Landesärztekammer Hessen ruft Bundesregierung dazu auf, klare Regelungen zu schaffen

Die Lage ist dramatisch: Mittlerweile sind mehr als 3000 Menschen in Westafrika an den Folgen einer Ebola-Infektion gestorben. Die Infektionszahlen steigen weiter. Da Hilfe bei der Versorgung kranker Menschen dringend erforderlich ist, hat sich die Landesärztekammer Hessen dem Appell von Bundesärztekammer, Bundesregierung und dem Deutschen Roten Kreuz (DRK) angeschlossen und freiwillige Helfer dazu aufgerufen, sich im Rahmen der humanitären Hilfe in den von Ebola betroffenen Ländern zu engagieren. Doch die Hilfsmöglichkeiten sind eingeschränkt und wichtige Fragen zu Hilfseinsätzen leider noch ungeklärt.

Viele Ärztinnen und Ärzte möchten selbstlos Hilfe zu leisten. Allerdings ist der Einsatz in den Ebola-Gebieten nicht nur äußerst anstrengend, er bedarf auch eines profunden Wissens über richtige Verhaltensmaßnahmen. So weisen Ärzte ohne Grenzen auf ihrer Homepage darauf hin, dass die Organisation momentan ausschließlich erfahrene Mitarbeiterinnen und Mitarbeiter von Ärzte ohne Grenzen in ihre Ebola-Projekte entsendet. Auch stellt sich für hilfswillige Ärztinnen und Ärzte die Frage nach einer möglichen Freistellung vom Dienst. Bereits 1997 forderte der 100. Deutsche Ärztetag, in Anlehnung an unsere europäischen Nachbarländer, die Freistellung von Ärztinnen und Ärzten für humanitäre Hilfseinsätze zu erleichtern. Seither ist wenig passiert. Daher sah sich der Deutsche Ärztetag 2013 erneut veranlasst, die Bundesregierung zur Schaffung einer gesetzlichen Grundlage aufzufordern, die Ärztinnen und Ärzten ihren heimischen Arbeitsplatz während eines Hilfseinsatzes (Humanitäre Hilfe/Entwicklungszusammenarbeit) und im Anschluss daran garantiert.

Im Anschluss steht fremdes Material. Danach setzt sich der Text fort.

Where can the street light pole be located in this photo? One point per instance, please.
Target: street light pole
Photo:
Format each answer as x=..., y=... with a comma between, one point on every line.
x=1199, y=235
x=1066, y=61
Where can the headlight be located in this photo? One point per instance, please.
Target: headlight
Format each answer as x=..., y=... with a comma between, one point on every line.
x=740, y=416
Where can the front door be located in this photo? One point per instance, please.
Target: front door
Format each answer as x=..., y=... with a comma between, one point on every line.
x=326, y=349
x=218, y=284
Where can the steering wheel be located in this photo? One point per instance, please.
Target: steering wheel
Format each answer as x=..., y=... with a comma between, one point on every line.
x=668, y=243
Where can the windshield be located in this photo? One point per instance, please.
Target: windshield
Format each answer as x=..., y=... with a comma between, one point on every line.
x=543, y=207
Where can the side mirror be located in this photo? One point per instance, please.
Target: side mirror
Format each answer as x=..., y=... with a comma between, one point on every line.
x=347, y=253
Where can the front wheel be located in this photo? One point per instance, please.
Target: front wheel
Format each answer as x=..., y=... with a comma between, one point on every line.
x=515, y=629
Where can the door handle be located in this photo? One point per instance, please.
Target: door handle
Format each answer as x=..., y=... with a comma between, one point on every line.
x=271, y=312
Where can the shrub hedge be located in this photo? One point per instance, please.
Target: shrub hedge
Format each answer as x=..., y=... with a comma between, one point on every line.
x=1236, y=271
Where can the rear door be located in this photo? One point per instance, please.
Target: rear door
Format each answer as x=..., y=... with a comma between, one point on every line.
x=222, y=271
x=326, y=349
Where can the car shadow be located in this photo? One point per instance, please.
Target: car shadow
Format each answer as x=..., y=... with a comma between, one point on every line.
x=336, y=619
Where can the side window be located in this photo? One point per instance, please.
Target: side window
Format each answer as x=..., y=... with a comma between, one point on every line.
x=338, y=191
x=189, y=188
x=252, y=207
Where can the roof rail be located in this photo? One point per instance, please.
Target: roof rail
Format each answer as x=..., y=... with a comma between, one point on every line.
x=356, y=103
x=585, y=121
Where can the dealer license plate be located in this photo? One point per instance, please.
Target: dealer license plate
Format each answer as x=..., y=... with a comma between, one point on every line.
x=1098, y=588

Gleichzeitig wurde die Bundesregierung aufgefordert, Ärztinnen und Ärzten, die an Hilfseinsätzen teilnehmen wollen, eine Freistellung vom Dienst für die Dauer des Hilfseinsatzes zu garantieren. Die unverändert gültige Begründung lautete: "Leider fehlen Regelungen, die den in einem Beschäftigungsverhältnis befindlichen Ärzten die Teilnahme an bisweilen mehrmonatigen Einsätzen in Krisen- und Katastrophengebieten erleichtern und die Freistellung vom Dienst sowie eine Garantie auf Weiterbeschäftigung gewährleisten - wie sie beispielsweise in Frankreich durch den "Congé de solidarité international" (Livre II, Titre II, Chapitre V, Section V, Article L225-9) realisiert wurden."

Vielfach sind auch die Fragen zur Vergütung offen. Die wenigsten Hilfsorganisationen können das normale Gehalt ersetzen und zahlen daher meist nur eine bescheidene Aufwandsentschädigung.
Die Landesärztekammer Hessen appelliert daher an die Bundesregierung, umgehend Regelungen für hilfswillige Ärztinnen und Ärzte zu schaffen.